Ant files for blockbuster IPO in Hong Kong and Shanghai
The Chinese payments company shuns the US and is said to be targeting $30bn share sale at valuation of about $225bn
Hong Kong — Billionaire Jack Ma’s Ant Group filed for an initial public offering in Hong Kong and Shanghai to bankroll its expansion in financial services and bolster its lead as China’s largest online payments platform.
The Hangzhou-based company will issue no less than 10% in new shares of its total capital, according to its filing with the Shanghai exchange. Ant generated 72.5-billion yuan ($10.5bn) in revenue in the first half, after full-year sales of 120.6-billion yuan in 2019, it said. The firm posted a profit of 21.2-billion yuan in the first half.
The crown jewel of the sprawling Alibaba empire, Ant has been accelerating its evolution into an online mall for everything from loans and travel services to food delivery, in a bid to win back shoppers lost to Tencent Holdings. With data from a billion users of its Alipay app at its back, Ant is pushing broadly into financial services, delivering technology such as artificial intelligence, robo investing and lending platforms.
The simultaneous listing could mark one of the biggest debuts in years, and even top Saudi Aramco’s record $29bn IPO, a person familiar has said. The firm is targeting a valuation of about $225bn, based on an IPO of about $30bn if markets are favourable, people familiar with the matter have said.
The company will use the proceeds to expand cross-border payments and enhance its research & development capabilities, according to the filing, which did not provide a share price range or the amount it intends to raise in the IPO.
Unlike Chinese tech giants such as Alibaba, Ant decided against listing in the US at a time of increased scrutiny by the Trump administration of Chinese companies and warnings to US endowment funds to offload their stakes in US-listed Chinese businesses. Ant’s Shanghai listing marks a victory for the city’s exchange, and is part of an effort by China to establish its own capital markets as tensions with the US escalate.
Alibaba is Ant’s largest shareholder, with a 33% stake. Hangzhou Junao, an entity that is owned by key Ant and Alibaba executives, owns 20.66%, while Hangzhou Junhan, which holds shares on behalf of Ant employees, owns a 29.86% stake.
Ant picked China International Capital, Citigroup, JPMorgan Chase and Morgan Stanley for its Hong Kong offering. Credit Suisse was hired as a joint global coordinator for the Hong Kong deal, according to people familiar. Representatives for Ant and Credit Suisse declined to comment.

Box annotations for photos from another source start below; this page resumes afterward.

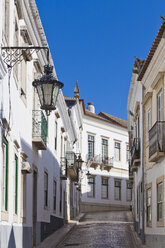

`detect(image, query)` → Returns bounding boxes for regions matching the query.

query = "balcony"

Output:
[87,154,113,171]
[130,138,140,171]
[66,151,78,181]
[86,154,102,169]
[149,121,165,162]
[32,110,47,150]
[129,160,134,181]
[101,157,113,171]
[60,158,67,180]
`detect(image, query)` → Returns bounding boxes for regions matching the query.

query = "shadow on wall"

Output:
[21,139,64,248]
[80,171,133,212]
[8,227,16,248]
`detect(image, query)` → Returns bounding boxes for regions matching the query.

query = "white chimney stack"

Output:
[87,102,95,114]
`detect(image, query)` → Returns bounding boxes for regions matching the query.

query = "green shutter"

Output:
[15,155,18,214]
[3,137,8,211]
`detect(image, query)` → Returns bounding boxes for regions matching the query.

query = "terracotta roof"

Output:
[99,112,127,128]
[137,20,165,81]
[64,96,75,100]
[74,80,80,94]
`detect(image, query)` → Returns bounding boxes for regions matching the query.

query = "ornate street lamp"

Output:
[32,64,64,115]
[76,154,84,170]
[2,46,64,115]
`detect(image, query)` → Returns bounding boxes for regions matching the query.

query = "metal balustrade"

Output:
[131,138,140,166]
[149,121,165,158]
[32,110,48,149]
[86,154,114,166]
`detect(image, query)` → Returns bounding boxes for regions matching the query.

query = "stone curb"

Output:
[36,213,85,248]
[130,225,148,248]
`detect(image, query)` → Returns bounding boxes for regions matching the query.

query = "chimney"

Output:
[87,102,95,114]
[74,80,80,99]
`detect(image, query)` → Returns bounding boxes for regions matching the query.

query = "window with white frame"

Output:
[146,187,151,224]
[114,180,121,200]
[2,137,8,211]
[102,139,108,162]
[101,177,108,199]
[88,135,94,158]
[3,0,9,43]
[44,171,48,207]
[54,121,57,150]
[157,182,163,221]
[146,108,151,141]
[14,154,18,214]
[126,144,129,161]
[87,177,95,197]
[157,89,163,121]
[114,141,121,161]
[127,182,132,201]
[53,180,57,211]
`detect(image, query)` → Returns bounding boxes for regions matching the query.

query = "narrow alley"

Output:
[58,211,139,248]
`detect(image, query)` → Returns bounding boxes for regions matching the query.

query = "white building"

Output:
[128,18,165,248]
[80,100,132,212]
[0,0,82,248]
[127,58,144,238]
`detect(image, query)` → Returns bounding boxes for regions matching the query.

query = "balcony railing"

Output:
[32,110,47,150]
[102,157,113,165]
[87,154,114,170]
[66,151,78,181]
[149,121,165,161]
[131,138,140,166]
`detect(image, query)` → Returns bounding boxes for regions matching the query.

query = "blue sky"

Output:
[36,0,165,119]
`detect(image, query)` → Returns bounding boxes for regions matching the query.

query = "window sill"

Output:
[1,211,9,221]
[146,222,152,227]
[156,220,164,227]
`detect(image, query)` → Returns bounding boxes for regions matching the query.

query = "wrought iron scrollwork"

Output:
[2,46,49,67]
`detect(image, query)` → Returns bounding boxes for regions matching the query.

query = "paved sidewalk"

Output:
[57,211,146,248]
[36,213,85,248]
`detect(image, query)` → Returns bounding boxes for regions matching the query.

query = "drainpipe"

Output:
[141,85,145,244]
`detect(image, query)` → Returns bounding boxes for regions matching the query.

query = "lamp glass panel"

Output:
[52,84,59,105]
[37,85,44,106]
[42,84,53,105]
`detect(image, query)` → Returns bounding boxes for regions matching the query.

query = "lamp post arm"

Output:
[1,46,49,67]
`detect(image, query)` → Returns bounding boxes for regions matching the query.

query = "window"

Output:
[101,177,108,199]
[126,144,129,161]
[53,181,57,211]
[44,171,48,207]
[21,58,27,98]
[157,182,163,221]
[135,116,140,138]
[87,177,95,197]
[13,18,19,83]
[146,187,151,225]
[2,137,8,211]
[54,121,57,150]
[88,135,94,158]
[102,139,108,162]
[127,182,132,201]
[15,155,18,214]
[3,0,9,43]
[157,89,163,121]
[115,142,120,161]
[59,180,62,214]
[115,180,121,200]
[146,108,151,141]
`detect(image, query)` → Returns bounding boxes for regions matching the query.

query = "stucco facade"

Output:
[80,101,132,212]
[0,0,82,248]
[128,19,165,247]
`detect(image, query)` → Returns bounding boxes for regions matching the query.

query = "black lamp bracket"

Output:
[1,46,49,68]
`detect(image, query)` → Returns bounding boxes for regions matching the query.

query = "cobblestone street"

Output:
[58,211,136,248]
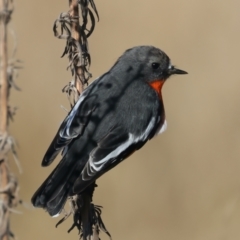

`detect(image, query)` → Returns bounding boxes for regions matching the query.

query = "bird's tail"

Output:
[32,157,85,216]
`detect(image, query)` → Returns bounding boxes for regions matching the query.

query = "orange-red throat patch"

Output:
[149,79,164,98]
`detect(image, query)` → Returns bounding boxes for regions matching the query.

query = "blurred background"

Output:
[6,0,240,240]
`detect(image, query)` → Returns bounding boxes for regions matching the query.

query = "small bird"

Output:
[32,46,187,216]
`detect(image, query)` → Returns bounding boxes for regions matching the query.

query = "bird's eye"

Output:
[152,63,160,69]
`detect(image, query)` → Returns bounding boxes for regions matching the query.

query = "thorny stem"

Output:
[69,0,84,94]
[0,0,9,240]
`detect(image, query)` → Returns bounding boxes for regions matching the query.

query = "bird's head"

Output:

CICC and CSC Financial will lead the Shanghai portion.
The company said it would raise 48-billion yuan in Shanghai as a place holder, but companies typically exceed that indication in their offerings.
The preliminary IPO filing shed some light on Ant’s reach. Alipay’s total transaction volume reached 118-trillion yuan in the 12 months ended in June. The app had more than 1-billion users and 711-million monthly active users. More than 80-million merchants used Alipay to conduct business and Ant partnered with more than 2,000 financial institutions.
The company is also seeing a shift in its revenue structure, generating a greater contribution from technology services fees. The contribution from digital payments and merchants services fell 7.1 percentage points to 35.9% in the first half from the end of 2019.
Its digital finance technology platform, which includes services credit, investment and insurance tech operating under the brands including Huabei, Jiebei and Yu’e Bao, accounted for 63.4% of revenue in the first half, up from 56.2% at the end of 2019.
The sale offers a potential windfall for a raft of US private equity firms, including Silver Lake Management, Warburg Pincus and Carlyle, which all invested at least $500m in the firm’s latest 2018 funding round, people familiar with the matter have said. Credit Suisse Group also put in $100m.
Ant’s IPO helps Hong Kong Exchanges & Clearing, which is seeing a renaissance of tech listings after it relaxed rules in the wake of losing China’s biggest tech firms — including Alibaba — to New York. Alibaba returned with a $13bn secondary listing last year in Hong Kong.
Like Alibaba, Ant has hit the brakes on its US expansion as political and trade tensions between the US and China have escalated. Ma said in 2018 that his promise to create 1-million US jobs was impossible to fulfil because of the trade tensions.
Instead, Ant has focused it offshore ambitions on building its presence in the rest of Asia, working with nine payment start-ups including the owners of PayTM in India and GCash in the Philippines.
Domestically, it is expanding into consumer and technology services. Its technology solutions include services in cloud computing, artificial intelligence, blockchain and risk control. Ant aims to assist banks to dole out loans to consumers, and partner with brands to attract and manage customers.